I'd like to be able to test a function with a tuple from a set of fringe cases and normal values. For example, in testing a function that returns true when given three lengths that form a valid triangle, I'd have specific cases, negative numbers, small numbers, large numbers, values close-to being overflowed, etcetera. Then generating combinations of these values, with or without repetition, to get a set of test data.

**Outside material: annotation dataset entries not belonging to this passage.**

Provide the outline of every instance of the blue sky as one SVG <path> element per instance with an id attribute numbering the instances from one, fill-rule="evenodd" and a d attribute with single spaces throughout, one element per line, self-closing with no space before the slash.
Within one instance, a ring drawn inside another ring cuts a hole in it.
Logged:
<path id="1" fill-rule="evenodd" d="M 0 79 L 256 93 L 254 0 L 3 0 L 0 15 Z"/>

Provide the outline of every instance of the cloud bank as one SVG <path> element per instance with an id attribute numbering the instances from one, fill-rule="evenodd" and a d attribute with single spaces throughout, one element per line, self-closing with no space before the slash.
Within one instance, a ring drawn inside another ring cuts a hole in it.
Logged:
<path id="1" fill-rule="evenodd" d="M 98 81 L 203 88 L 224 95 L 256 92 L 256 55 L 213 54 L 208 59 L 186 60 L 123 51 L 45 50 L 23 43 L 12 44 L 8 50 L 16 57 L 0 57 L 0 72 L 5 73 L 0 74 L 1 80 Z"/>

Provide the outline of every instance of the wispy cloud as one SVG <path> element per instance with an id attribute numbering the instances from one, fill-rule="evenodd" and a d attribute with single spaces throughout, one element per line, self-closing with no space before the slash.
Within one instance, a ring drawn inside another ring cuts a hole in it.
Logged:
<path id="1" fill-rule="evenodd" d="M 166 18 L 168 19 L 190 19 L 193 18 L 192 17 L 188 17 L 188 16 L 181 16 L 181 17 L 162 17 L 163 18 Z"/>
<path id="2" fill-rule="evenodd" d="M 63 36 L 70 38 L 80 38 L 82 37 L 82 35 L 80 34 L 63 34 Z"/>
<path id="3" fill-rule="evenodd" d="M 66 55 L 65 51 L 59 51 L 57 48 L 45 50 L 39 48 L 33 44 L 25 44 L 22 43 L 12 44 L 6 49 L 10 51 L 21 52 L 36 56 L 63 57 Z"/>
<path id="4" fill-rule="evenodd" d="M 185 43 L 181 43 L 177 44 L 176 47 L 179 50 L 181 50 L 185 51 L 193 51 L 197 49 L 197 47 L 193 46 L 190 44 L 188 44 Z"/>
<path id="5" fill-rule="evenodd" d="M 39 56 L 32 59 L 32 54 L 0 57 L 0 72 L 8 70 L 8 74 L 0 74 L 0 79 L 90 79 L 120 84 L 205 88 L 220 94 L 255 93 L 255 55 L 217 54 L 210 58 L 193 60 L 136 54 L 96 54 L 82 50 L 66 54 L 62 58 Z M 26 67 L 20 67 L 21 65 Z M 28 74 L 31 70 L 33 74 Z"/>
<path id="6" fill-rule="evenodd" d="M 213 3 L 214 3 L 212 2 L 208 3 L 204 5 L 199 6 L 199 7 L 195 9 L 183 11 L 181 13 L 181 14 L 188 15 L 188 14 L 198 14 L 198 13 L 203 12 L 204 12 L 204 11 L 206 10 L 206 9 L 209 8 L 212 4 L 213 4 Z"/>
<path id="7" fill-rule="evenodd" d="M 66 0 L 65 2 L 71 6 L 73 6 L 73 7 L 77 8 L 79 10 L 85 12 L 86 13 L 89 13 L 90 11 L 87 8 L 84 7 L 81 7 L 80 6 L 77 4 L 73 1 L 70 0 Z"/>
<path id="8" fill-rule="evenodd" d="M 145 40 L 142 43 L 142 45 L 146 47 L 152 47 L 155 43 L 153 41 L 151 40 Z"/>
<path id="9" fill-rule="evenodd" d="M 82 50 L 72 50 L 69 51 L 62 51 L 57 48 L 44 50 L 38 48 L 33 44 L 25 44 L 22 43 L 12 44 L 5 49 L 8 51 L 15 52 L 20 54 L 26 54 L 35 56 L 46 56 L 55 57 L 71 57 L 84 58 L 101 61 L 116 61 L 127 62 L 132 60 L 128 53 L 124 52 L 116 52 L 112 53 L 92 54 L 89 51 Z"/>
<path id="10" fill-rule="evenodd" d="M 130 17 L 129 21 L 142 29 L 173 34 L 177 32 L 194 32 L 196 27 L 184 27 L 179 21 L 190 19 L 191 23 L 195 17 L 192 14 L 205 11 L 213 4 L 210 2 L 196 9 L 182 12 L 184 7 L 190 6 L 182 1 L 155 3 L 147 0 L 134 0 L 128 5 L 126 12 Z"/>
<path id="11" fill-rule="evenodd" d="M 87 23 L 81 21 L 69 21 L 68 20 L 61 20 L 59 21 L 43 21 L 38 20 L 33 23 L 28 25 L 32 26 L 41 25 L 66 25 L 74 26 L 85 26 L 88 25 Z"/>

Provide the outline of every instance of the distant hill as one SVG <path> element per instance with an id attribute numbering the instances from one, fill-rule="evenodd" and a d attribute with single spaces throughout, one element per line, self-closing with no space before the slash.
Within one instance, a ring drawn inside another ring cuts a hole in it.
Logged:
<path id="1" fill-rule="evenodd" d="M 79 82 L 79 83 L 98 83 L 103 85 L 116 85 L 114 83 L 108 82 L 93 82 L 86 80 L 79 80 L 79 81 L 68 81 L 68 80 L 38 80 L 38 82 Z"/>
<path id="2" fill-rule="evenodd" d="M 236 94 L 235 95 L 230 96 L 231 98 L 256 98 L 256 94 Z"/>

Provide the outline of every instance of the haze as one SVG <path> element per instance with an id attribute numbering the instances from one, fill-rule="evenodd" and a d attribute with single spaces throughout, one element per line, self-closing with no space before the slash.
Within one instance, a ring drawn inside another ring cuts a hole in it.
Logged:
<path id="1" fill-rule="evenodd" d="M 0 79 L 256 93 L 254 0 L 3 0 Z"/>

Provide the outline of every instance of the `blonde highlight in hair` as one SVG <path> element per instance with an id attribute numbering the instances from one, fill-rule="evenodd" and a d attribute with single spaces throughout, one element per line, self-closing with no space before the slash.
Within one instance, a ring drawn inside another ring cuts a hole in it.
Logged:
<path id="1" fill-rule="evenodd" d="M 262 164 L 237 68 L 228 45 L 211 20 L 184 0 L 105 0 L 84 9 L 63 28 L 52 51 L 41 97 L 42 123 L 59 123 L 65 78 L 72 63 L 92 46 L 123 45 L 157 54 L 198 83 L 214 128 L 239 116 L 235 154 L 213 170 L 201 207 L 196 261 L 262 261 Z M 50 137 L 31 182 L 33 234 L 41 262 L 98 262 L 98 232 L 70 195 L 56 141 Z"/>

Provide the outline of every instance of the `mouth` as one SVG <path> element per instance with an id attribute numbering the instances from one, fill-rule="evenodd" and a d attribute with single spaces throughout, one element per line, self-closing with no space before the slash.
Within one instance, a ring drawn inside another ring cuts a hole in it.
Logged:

> (inf,0,-1), (5,10,1000), (10,5,5), (0,-1,5), (1000,inf,inf),
> 
> ...
1

1 Answers

1
votes

With the brand new Python 2.6, you have a standard solution with the itertools module that returns the Cartesian product of iterables :

import itertools

print list(itertools.product([1,2,3], [4,5,6]))
   [(1, 4), (1, 5), (1, 6),
   (2, 4), (2, 5), (2, 6),
   (3, 4), (3, 5), (3, 6)]

You can provide a "repeat" argument to perform the product with an iterable and itself:

print list(itertools.product([1,2], repeat=3))
[(1, 1, 1), (1, 1, 2), (1, 2, 1), (1, 2, 2),
(2, 1, 1), (2, 1, 2), (2, 2, 1), (2, 2, 2)]

You can also tweak something with combinations as well :

print list(itertools.combinations('123', 2))
[('1', '2'), ('1', '3'), ('2', '3')]

And if order matters, there are permutations :

print list(itertools.permutations([1,2,3,4], 2))
[(1, 2), (1, 3), (1, 4),
   (2, 1), (2, 3), (2, 4),
   (3, 1), (3, 2), (3, 4),
   (4, 1), (4, 2), (4, 3)]

Of course all that cool stuff don't exactly do the same thing, but you can use them in a way or another to solve you problem.

Just remember that you can convert a tuple or a list to a set and vice versa using list(), tuple() and set().